13th May 2016: SATs week: where I am judged on whether I have sufficiently taught to the test
This week around the country our 10 and 11 year olds have been sitting their KS2 SATs, a test which arguably means more to teachers, schools and governments than it actually does to the children themselves. Hang on though…don’t we chastise those children and parents if the SATs aren’t the be-all-and-end-all of a child’s primary education?
I have been a year 6 teacher, and I have also been a Head of English in a secondary school, coaching, coaxing and doing whatever I can to make Year 11 realise the importance of their GCSE results. Those are exams that do matter. They are asked for in nearly all job applications and interviews; be prepared to be judged all your life on that set of results.
I was lucky (a word that most core subject teachers and leaders are unlikely to use given the marking the subject generates) because all teenagers understand that their English results are some of the most important. Don’t get me wrong- the amount of times I had to listen to complaints that studying Shakespeare was pointless, or that writing a description of the beach was a monumental waste of time (if only they had used that phrase, I would have at least been impressed by their choice of language instead of having to interpret a series of grunts that only serve as proof that not all of us have evolved over time!) However, I was able to get even the most disengaged young people to do their best.
But the KS2 SATs- what are they?
Yes- it may be important to determine how much progress a child has made since they started school.

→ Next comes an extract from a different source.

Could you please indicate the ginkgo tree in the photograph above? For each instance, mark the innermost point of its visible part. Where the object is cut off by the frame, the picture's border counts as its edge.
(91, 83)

Yes- basics in grammar, reading and mathematics are to be encouraged. Yes- it is important that we don’t all rely on spell check every time we write something. I don’t think anybody would argue that those things need to be taught. But at what expense?
When I was in Year 6, creativity was minimal. We did practice tests every half term. Some days children only had one hour doing something other than maths and English, and even then they were pulled from their PE lessons to do catch up sessions. We would lose our tempers (well I certainly did) when the children no longer wanted to sit most of the day quietly.
I personally struggled with it. I am a creative person, but also someone who values education. For me though, education is more than just maths and English, and the promises made that after SATs lessons would become more enjoyable wasn’t enough. I would squeeze in a ten minute art lesson, or decorate my classroom, so that when the children came in the following day there was something to distract them. I was there until 8pm one night, creating Dracula’s castle and the kids loved it. Sitting reading part of the story in a black cape and with fake blood dripping from the corner of my mouth, I remember thinking this is it. This is what primary education should be. But it was a façade; we still had to follow the strict timetable.
Reforms are part of our education system. I don’t know about you, but I am waiting for the one where a rounded education is not only encouraged, but implemented on a daily basis. Because at the end of the day, those Year 6 students are still children.